Just added an image to my fledgling FB shop page to replace the blank banner space.
The image is from William Fairham's opus: Woodworking Tools And How To Use Them, one of my most popular reprints.
Some of you may have heard of Charles Hayward, who is often touted as the best mid-20th century author of woodworking books ever and a must read. In truth, Hayward took the books of Fairham at the request of the publisher, Evans Bros., updated them for the 1950's craft interests and never gave credit to Fairham.
Fairham's books are important in that he was trained in the late 19th Century, taught Manual Arts in British schools and as such, brought with him the skills and traditions of that era. His books are clear, concise and devoid of the often overly complicated mythology that crept in during the later 20th Century. Hayward, to his credit, edited the Fairham books with the intent of appealing to the post WWII audience but in doing so, frequently added layers of complexity to what is a straightforward topic: the use of hand tools in woodworking.
There is nothing untowards about updating technical books. The loss to the reader is the simplicity and clarity that Fairham brought to his writings. I have a strong suspicion that, with the advent of the pre and post WWII tehnological age, there was an assumption on the part of the publishers that what was needed where books that introduced readers to the Mysteries of Craft, without which books the aspiring worker would forever be at a disadvantage.
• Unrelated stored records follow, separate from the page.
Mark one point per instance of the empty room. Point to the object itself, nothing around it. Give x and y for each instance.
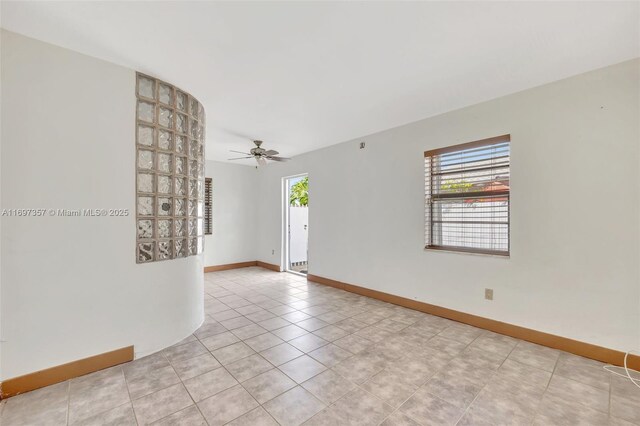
(319, 213)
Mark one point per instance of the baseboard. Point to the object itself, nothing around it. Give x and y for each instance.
(60, 373)
(230, 266)
(268, 266)
(576, 347)
(242, 265)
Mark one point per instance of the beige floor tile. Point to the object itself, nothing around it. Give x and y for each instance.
(360, 407)
(249, 367)
(195, 366)
(218, 341)
(256, 417)
(96, 393)
(328, 386)
(330, 354)
(390, 388)
(428, 409)
(184, 352)
(280, 354)
(119, 416)
(208, 384)
(289, 332)
(161, 404)
(268, 385)
(308, 342)
(46, 406)
(294, 407)
(152, 381)
(227, 406)
(232, 353)
(302, 368)
(248, 331)
(188, 417)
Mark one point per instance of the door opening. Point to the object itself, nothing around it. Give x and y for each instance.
(296, 223)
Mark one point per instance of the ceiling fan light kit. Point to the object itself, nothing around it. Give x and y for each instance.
(261, 155)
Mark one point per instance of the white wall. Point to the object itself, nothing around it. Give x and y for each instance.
(71, 287)
(573, 269)
(235, 216)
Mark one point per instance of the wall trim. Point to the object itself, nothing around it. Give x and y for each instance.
(242, 265)
(587, 350)
(230, 266)
(60, 373)
(269, 266)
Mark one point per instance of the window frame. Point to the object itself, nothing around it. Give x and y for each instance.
(429, 197)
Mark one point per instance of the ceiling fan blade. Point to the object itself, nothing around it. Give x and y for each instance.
(281, 159)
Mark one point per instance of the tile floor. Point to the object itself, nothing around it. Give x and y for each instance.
(275, 349)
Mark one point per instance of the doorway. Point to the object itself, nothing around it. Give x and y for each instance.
(296, 223)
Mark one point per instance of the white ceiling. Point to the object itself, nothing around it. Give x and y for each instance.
(303, 75)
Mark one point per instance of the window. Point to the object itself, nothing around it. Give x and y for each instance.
(208, 214)
(467, 197)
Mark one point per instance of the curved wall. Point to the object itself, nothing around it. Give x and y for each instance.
(71, 287)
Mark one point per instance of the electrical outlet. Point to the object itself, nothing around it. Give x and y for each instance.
(488, 293)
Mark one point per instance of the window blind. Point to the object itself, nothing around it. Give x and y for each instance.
(208, 204)
(467, 193)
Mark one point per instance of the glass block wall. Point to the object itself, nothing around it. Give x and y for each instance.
(169, 172)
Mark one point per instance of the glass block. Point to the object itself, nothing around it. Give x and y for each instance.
(165, 250)
(165, 94)
(181, 144)
(145, 182)
(145, 135)
(145, 228)
(193, 169)
(181, 123)
(146, 111)
(181, 101)
(164, 228)
(164, 184)
(181, 227)
(181, 248)
(145, 252)
(193, 227)
(164, 162)
(164, 206)
(193, 107)
(165, 140)
(145, 159)
(193, 246)
(145, 206)
(193, 148)
(180, 207)
(146, 87)
(180, 188)
(165, 117)
(181, 165)
(200, 189)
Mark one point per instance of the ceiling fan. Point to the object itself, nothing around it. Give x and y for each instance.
(260, 154)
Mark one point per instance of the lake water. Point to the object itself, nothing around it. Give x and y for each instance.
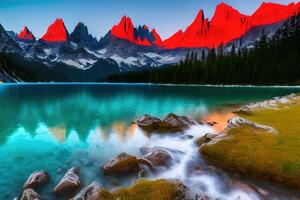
(57, 126)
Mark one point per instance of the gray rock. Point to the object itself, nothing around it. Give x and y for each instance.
(90, 192)
(123, 164)
(157, 156)
(30, 194)
(36, 179)
(172, 123)
(69, 183)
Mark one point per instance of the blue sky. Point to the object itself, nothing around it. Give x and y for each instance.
(167, 16)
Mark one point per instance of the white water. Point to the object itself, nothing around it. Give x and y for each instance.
(215, 186)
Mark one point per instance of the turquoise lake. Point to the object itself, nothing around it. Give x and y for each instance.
(57, 126)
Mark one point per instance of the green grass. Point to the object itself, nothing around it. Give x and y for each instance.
(144, 190)
(260, 154)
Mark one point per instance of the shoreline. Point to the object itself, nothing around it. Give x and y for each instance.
(148, 84)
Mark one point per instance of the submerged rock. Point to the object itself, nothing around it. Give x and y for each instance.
(206, 139)
(273, 103)
(157, 156)
(172, 123)
(148, 189)
(30, 194)
(235, 122)
(123, 164)
(90, 192)
(36, 179)
(69, 183)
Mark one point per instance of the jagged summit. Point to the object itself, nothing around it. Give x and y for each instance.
(140, 35)
(228, 24)
(26, 34)
(81, 36)
(56, 32)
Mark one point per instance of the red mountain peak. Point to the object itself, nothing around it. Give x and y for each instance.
(157, 39)
(124, 30)
(146, 27)
(56, 32)
(144, 42)
(26, 34)
(269, 13)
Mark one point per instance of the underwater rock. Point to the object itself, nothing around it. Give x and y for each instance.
(172, 123)
(205, 139)
(36, 179)
(69, 183)
(157, 156)
(91, 192)
(30, 194)
(123, 164)
(236, 122)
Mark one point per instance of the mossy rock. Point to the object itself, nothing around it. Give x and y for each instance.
(147, 190)
(123, 164)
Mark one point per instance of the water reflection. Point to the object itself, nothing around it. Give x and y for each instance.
(54, 127)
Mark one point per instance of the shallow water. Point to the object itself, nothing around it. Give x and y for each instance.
(57, 126)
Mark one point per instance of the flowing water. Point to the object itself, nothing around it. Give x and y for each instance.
(57, 126)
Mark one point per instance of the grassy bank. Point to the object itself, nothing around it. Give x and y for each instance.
(258, 153)
(145, 190)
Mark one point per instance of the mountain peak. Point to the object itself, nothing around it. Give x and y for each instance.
(26, 34)
(56, 32)
(81, 36)
(157, 39)
(124, 30)
(269, 13)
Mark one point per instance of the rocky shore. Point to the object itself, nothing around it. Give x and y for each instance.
(156, 159)
(151, 161)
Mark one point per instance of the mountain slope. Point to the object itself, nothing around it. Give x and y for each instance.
(56, 32)
(26, 35)
(81, 36)
(228, 24)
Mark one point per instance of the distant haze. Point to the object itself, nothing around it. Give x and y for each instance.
(167, 16)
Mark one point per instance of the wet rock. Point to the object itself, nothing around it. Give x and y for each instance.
(69, 183)
(36, 179)
(157, 156)
(123, 164)
(90, 192)
(180, 187)
(206, 139)
(211, 123)
(148, 120)
(30, 194)
(236, 122)
(172, 123)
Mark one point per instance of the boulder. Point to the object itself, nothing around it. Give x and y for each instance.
(90, 192)
(69, 183)
(206, 139)
(172, 123)
(36, 179)
(157, 156)
(30, 194)
(123, 164)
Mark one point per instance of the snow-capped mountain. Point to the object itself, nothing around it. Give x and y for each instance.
(130, 48)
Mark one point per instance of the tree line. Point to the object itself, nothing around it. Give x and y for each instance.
(274, 60)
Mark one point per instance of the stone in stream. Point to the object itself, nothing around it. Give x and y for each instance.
(36, 179)
(125, 164)
(158, 156)
(206, 139)
(69, 183)
(90, 192)
(172, 123)
(30, 194)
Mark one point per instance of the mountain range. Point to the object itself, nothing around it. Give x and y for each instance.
(61, 56)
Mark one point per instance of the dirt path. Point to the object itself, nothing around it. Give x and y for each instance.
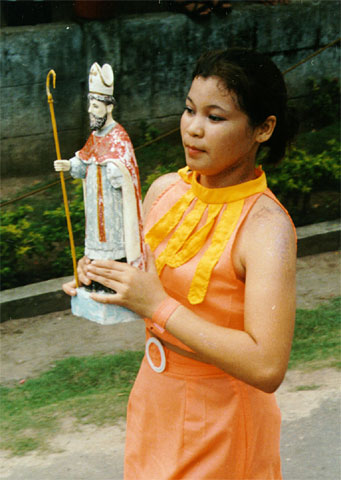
(32, 345)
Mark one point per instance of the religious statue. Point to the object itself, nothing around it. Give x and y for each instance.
(112, 195)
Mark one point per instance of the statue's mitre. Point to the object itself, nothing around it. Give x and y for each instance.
(101, 80)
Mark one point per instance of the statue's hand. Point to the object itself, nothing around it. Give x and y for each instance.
(62, 165)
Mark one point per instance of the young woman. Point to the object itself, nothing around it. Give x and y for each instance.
(219, 302)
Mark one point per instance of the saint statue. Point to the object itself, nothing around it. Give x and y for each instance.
(112, 193)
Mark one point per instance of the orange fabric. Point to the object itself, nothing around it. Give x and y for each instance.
(193, 421)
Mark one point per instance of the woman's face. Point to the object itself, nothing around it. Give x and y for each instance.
(219, 143)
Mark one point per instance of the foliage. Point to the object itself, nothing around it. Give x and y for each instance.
(301, 173)
(307, 183)
(28, 234)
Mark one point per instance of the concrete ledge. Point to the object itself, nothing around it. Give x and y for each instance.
(318, 238)
(47, 297)
(34, 299)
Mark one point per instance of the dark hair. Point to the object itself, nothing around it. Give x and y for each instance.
(260, 90)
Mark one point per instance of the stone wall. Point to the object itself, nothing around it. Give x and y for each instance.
(152, 56)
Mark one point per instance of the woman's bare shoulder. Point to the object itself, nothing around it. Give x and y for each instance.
(157, 188)
(267, 235)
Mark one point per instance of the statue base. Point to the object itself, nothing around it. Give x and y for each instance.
(105, 314)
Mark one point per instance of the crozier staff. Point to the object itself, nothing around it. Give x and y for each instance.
(219, 303)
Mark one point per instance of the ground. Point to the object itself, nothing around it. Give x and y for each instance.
(32, 345)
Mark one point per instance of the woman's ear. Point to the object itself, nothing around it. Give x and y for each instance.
(110, 108)
(265, 130)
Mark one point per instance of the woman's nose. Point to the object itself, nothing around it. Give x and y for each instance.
(195, 127)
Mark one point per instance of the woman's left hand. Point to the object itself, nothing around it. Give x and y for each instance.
(139, 291)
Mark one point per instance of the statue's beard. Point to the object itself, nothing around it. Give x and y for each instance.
(96, 123)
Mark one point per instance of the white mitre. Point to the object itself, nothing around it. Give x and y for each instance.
(101, 80)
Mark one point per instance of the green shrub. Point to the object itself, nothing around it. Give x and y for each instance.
(34, 238)
(27, 237)
(301, 173)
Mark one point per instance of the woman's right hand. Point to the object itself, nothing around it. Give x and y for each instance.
(70, 287)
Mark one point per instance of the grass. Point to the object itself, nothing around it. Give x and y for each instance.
(317, 336)
(91, 389)
(95, 389)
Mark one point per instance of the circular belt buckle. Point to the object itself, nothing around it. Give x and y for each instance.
(159, 345)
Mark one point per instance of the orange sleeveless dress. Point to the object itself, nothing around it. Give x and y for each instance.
(193, 421)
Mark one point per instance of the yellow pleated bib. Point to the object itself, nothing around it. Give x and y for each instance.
(222, 206)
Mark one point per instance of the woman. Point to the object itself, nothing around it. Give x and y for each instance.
(220, 304)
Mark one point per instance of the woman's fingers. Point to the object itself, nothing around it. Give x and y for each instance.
(101, 298)
(82, 270)
(70, 288)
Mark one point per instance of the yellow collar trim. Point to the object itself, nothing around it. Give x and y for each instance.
(187, 238)
(225, 194)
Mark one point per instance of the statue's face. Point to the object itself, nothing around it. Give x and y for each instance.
(97, 114)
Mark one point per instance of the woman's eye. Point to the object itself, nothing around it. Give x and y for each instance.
(188, 110)
(216, 118)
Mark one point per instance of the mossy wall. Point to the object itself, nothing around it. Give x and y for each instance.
(152, 56)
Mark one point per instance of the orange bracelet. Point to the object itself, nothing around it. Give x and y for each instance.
(163, 312)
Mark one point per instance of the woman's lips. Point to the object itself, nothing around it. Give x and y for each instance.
(193, 151)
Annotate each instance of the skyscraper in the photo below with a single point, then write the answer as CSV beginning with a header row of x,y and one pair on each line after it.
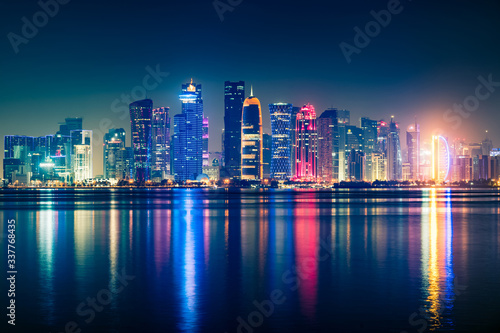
x,y
306,138
234,95
251,140
206,153
114,141
370,133
394,159
267,155
141,119
327,150
281,162
188,134
413,144
161,143
356,165
81,155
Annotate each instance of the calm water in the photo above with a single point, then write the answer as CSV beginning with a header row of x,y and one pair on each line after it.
x,y
250,261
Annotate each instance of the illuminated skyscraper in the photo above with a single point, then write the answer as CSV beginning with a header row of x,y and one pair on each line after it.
x,y
161,143
306,138
413,144
441,159
188,134
141,119
394,158
267,155
356,165
327,149
251,140
81,155
281,163
206,154
234,95
114,140
370,134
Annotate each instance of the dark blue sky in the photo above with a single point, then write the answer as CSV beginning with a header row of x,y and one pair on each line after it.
x,y
90,53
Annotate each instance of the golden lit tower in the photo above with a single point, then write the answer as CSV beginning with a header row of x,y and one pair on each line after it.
x,y
251,139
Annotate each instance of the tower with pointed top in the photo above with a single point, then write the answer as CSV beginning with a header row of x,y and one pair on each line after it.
x,y
251,139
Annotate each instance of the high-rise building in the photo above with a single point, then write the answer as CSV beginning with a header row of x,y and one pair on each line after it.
x,y
188,134
327,149
370,134
306,138
251,140
356,165
161,144
114,141
141,113
206,153
281,162
394,158
413,144
293,121
81,155
234,96
343,122
125,163
267,155
441,159
486,145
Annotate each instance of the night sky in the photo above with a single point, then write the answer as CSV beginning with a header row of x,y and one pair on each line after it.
x,y
90,53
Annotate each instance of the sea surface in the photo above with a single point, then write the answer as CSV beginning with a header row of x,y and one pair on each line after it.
x,y
199,260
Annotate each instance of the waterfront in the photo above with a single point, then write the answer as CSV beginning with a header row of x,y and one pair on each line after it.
x,y
205,260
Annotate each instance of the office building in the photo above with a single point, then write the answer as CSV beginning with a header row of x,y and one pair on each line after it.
x,y
306,138
141,113
234,96
281,162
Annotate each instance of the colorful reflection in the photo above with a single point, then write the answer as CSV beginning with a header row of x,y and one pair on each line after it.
x,y
306,250
437,260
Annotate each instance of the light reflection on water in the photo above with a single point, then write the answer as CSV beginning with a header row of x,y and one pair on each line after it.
x,y
202,259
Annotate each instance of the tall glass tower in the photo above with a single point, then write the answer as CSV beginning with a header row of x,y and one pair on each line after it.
x,y
234,96
370,133
251,140
188,134
328,160
114,141
281,164
140,119
394,158
413,144
306,137
161,143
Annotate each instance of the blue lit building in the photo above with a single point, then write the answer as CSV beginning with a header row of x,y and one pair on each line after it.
x,y
281,163
188,134
140,119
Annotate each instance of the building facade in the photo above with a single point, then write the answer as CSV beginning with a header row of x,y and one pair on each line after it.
x,y
281,162
306,150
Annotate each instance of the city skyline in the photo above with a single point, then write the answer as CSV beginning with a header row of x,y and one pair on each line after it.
x,y
405,71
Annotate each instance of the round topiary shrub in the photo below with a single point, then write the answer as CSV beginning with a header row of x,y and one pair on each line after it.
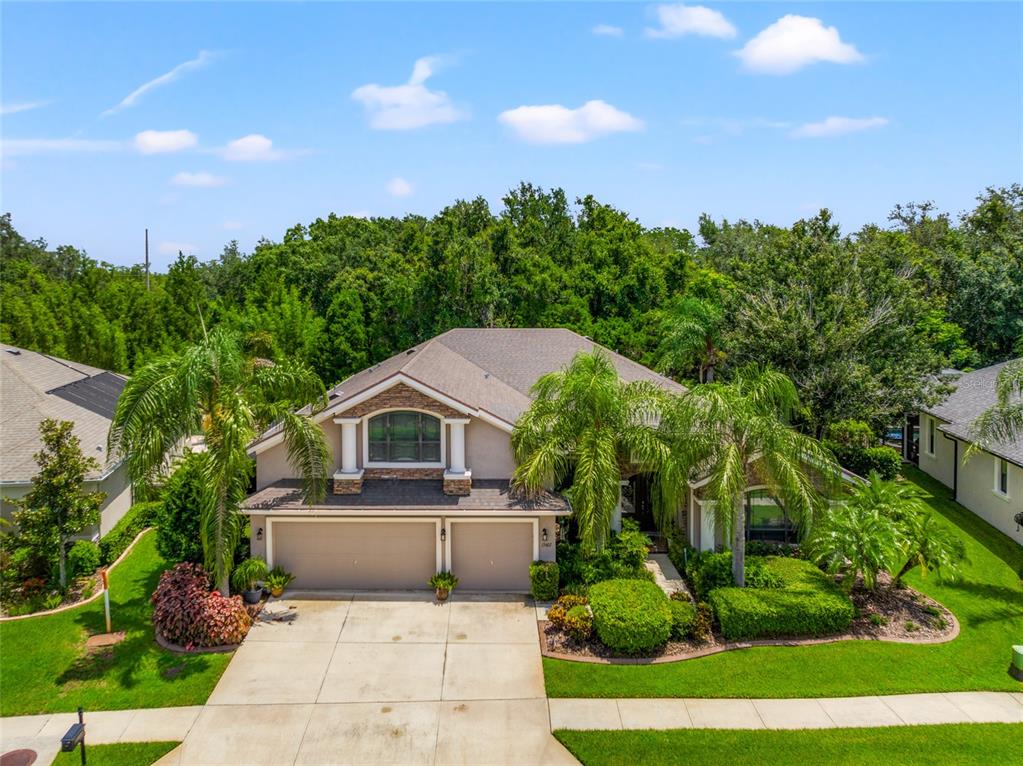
x,y
83,558
188,614
630,616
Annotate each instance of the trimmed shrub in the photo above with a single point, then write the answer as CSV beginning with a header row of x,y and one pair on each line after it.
x,y
630,616
543,577
683,619
188,614
137,519
809,604
178,536
83,558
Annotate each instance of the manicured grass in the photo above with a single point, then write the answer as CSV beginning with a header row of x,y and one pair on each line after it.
x,y
987,601
44,667
123,754
905,746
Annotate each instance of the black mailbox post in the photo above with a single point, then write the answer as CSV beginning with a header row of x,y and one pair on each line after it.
x,y
75,736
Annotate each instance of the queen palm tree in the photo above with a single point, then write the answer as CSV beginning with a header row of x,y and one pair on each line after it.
x,y
738,433
588,427
216,390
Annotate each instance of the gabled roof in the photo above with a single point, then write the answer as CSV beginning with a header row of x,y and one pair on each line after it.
x,y
35,387
974,395
487,372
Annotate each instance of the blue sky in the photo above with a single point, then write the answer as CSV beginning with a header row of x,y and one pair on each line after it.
x,y
208,123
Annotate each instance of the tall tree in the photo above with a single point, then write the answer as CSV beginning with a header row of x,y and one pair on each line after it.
x,y
737,434
57,507
214,389
587,429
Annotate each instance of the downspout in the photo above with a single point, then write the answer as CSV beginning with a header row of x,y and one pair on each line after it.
x,y
954,465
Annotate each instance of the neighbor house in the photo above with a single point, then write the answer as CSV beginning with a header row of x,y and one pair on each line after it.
x,y
421,462
35,387
989,482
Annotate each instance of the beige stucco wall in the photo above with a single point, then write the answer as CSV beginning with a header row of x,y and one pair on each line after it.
x,y
116,504
488,451
941,463
976,491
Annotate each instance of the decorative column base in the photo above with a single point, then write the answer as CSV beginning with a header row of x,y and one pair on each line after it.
x,y
457,484
348,484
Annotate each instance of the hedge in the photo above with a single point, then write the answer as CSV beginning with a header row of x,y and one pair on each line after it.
x,y
630,616
809,604
137,519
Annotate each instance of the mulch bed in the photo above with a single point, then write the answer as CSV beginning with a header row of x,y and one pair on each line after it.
x,y
896,611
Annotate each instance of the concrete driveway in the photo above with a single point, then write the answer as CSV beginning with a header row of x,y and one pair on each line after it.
x,y
382,679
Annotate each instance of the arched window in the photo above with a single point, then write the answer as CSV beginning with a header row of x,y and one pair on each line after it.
x,y
404,438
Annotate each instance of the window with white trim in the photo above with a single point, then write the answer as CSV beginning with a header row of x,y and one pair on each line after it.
x,y
1002,477
402,437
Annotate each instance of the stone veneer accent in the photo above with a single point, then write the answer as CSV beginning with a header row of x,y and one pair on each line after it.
x,y
348,486
398,397
457,486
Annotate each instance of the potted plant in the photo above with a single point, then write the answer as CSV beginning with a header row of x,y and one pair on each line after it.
x,y
443,583
277,580
245,578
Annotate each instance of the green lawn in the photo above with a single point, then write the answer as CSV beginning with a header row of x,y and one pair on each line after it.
x,y
987,600
44,667
124,754
905,746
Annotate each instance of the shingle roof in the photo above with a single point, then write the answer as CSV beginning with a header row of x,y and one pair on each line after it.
x,y
34,387
490,369
974,395
404,496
This was very much the opposite of the turn of the century Manual Arts credo that craft is implicit in human nature and should be shared and encouraged as part of the educational process. Once I read the early Woodworker Series books of William Fairham, and those edited by J. C. S. Brough, I realized that the more well known books of Charles Hayward did the current generation of hand tool workers a disservice by updating what were already excellent treatises on woodworking.
Does this mean you shouldn't read the craft books of Charles Hayward? Not at all. They remain informative and useful. If you want to read and learn about hand tool methods from a craftsman who was trained during the era when these methods were common knowledge, than I recommend the early Evans Bros books of The Woodworker Series.